In this webinar, we will explore some of the scientific themes to have emerged from the beginnings of a new era of exploration, look forward to what may be coming and discuss the opportunities and approaches that Europe is taking to be a part of what’s coming next. Join on 5 March 2018, 14:00 GMT / 15:00 CET: “Back to the Moon” with James Carpenter, European Space Agency (ESA). Register and send your questions https://goo.gl/forms/zcE7muAVoxEHk4Vo1
As Apollo and Luna programmes in the USA and the Soviet Union drew to a close an era in Solar System exploration came to an end. The Moon remained unvisited for decades and a pervasive idea took hold; that we’d “been there, done that”; that we’d learned that there was to learn, the Moon had given us what it had to offer and the tit was time to focus on other things and other destinations.
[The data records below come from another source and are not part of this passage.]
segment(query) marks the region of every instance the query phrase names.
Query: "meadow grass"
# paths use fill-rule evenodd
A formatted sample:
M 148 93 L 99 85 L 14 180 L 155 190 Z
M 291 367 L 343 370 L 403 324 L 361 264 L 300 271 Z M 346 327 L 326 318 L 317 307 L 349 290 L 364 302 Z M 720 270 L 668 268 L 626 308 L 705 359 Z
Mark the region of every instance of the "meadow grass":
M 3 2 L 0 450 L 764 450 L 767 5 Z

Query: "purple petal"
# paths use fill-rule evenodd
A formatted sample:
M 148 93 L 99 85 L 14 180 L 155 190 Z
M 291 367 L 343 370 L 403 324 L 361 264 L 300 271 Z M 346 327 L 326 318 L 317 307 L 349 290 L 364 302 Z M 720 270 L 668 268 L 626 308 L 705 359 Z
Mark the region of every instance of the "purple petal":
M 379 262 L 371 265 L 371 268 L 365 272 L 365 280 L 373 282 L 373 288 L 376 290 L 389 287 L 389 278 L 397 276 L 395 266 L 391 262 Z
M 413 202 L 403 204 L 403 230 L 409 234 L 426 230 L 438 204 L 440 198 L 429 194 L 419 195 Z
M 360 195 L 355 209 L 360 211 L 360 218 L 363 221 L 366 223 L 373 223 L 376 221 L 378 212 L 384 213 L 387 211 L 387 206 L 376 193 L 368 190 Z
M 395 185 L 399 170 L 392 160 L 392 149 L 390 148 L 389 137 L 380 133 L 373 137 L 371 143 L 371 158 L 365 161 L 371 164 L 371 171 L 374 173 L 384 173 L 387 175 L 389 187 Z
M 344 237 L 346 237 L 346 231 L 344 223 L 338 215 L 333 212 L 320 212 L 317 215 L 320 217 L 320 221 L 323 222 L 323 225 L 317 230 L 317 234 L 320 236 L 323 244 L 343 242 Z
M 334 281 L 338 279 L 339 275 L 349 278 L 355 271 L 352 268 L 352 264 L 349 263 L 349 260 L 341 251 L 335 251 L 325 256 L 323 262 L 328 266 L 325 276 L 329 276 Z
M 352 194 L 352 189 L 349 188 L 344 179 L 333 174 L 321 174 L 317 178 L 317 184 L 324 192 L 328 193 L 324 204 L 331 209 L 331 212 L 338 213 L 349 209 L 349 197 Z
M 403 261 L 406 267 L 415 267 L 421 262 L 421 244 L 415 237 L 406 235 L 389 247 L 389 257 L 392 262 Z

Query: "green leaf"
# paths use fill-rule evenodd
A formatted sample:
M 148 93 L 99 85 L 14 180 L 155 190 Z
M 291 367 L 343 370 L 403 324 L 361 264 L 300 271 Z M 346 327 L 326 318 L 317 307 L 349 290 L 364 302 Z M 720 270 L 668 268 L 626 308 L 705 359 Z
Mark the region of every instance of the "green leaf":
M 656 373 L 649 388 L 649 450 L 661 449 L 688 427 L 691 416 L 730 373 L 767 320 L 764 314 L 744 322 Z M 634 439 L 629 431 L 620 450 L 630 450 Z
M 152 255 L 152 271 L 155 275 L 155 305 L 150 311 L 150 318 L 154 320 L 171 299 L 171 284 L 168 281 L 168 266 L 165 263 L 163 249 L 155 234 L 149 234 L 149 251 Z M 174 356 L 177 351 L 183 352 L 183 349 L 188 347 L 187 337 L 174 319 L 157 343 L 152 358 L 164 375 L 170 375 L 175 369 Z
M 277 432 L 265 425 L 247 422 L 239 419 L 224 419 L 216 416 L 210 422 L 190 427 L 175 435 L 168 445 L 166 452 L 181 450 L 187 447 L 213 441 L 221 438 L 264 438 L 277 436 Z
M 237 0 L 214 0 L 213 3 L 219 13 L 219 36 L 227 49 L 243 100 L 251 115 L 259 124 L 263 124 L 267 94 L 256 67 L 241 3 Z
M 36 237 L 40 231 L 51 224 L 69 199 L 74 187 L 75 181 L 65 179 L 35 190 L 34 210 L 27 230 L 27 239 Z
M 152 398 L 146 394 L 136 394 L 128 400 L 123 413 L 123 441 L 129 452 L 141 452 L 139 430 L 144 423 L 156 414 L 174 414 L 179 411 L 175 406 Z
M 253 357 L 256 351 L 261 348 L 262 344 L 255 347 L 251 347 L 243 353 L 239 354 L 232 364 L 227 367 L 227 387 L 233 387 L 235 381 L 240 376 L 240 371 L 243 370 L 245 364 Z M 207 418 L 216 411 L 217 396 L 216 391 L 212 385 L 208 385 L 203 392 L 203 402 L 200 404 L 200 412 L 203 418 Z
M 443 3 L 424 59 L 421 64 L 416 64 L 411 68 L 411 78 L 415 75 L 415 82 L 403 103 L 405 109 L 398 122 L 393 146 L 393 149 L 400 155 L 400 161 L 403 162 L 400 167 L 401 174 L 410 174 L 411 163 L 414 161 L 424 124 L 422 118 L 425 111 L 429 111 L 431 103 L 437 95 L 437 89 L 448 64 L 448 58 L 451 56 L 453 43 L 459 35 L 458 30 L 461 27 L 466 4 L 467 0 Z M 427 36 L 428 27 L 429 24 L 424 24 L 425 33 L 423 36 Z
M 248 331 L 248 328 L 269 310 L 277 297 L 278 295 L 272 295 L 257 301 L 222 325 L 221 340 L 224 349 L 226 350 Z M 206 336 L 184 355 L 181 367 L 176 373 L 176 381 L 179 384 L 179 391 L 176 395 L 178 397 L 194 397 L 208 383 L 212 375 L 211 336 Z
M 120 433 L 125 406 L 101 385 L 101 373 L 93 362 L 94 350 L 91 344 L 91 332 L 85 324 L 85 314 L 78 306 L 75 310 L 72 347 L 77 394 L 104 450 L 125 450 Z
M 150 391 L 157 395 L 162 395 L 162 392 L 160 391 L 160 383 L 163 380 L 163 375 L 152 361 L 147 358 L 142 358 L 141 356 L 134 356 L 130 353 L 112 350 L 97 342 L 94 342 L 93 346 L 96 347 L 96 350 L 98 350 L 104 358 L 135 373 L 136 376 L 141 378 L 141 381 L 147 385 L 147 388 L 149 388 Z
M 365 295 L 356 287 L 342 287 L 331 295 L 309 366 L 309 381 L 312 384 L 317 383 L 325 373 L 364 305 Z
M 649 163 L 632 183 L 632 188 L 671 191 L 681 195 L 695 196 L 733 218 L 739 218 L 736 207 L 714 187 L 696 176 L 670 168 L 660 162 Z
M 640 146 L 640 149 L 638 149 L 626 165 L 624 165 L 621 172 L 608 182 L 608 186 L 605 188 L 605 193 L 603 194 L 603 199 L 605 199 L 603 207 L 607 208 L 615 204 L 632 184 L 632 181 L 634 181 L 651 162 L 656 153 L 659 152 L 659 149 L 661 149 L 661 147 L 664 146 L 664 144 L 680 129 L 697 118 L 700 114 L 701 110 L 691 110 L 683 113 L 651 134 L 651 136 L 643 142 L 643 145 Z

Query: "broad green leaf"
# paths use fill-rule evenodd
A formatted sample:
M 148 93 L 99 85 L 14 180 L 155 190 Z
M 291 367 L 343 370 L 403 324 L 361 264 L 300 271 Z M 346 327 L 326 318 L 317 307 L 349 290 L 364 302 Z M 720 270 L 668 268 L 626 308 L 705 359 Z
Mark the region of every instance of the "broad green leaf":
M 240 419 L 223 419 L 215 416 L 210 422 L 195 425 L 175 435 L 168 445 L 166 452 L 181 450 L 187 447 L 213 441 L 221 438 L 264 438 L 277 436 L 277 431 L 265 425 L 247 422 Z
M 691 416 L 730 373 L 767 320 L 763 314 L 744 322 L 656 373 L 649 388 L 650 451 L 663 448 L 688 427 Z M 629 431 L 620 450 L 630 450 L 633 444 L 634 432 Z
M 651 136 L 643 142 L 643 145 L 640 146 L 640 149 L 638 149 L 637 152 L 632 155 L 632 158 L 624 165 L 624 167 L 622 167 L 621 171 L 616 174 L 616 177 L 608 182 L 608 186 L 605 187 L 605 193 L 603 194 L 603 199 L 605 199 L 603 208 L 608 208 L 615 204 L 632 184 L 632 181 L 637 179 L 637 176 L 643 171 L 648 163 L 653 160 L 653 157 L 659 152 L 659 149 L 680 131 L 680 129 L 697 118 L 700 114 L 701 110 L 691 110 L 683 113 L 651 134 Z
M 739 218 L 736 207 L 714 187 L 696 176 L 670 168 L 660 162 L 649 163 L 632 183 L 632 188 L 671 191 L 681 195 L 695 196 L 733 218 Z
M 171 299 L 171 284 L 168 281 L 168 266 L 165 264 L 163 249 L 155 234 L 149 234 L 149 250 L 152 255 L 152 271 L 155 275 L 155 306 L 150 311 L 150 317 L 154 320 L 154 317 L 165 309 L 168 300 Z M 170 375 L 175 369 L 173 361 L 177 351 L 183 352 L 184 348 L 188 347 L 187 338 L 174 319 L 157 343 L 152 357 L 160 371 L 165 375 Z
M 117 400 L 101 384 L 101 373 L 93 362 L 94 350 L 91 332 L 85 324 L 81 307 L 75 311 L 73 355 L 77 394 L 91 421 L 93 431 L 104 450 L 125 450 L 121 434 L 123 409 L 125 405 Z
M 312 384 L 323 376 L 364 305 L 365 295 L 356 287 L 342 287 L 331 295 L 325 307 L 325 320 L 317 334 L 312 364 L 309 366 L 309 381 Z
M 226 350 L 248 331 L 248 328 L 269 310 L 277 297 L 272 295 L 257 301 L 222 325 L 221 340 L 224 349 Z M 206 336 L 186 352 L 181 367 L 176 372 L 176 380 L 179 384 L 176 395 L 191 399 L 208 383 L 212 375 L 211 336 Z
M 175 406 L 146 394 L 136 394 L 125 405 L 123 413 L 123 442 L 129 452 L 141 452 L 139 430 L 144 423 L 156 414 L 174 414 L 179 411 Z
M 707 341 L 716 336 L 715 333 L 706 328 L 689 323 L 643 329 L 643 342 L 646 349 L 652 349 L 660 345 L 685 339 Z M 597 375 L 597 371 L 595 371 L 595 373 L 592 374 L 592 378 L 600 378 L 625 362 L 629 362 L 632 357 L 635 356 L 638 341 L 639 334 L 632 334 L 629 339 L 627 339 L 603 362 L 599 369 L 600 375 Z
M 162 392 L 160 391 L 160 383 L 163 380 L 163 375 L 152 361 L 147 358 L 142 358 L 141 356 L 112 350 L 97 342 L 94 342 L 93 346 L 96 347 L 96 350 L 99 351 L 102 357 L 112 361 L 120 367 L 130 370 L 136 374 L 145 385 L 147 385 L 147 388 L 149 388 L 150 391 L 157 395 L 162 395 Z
In recent years, however, there has been a renaissance in lunar exploration as new missions from orbit and a fresh look at lunar samples has shown us that we have barely scratched the surface and that the scientific riches of the Moon are yet to be discovered or understood.
It has also become evident that if humans are ever to become a space-faring species, able to live and work in space and harness the full opportunities that it offers then the Moon is the only place we can begin to learn how to do it. With this in mind, the agencies of the world and the private sector are collectively recognising that returning to the Moon is essential.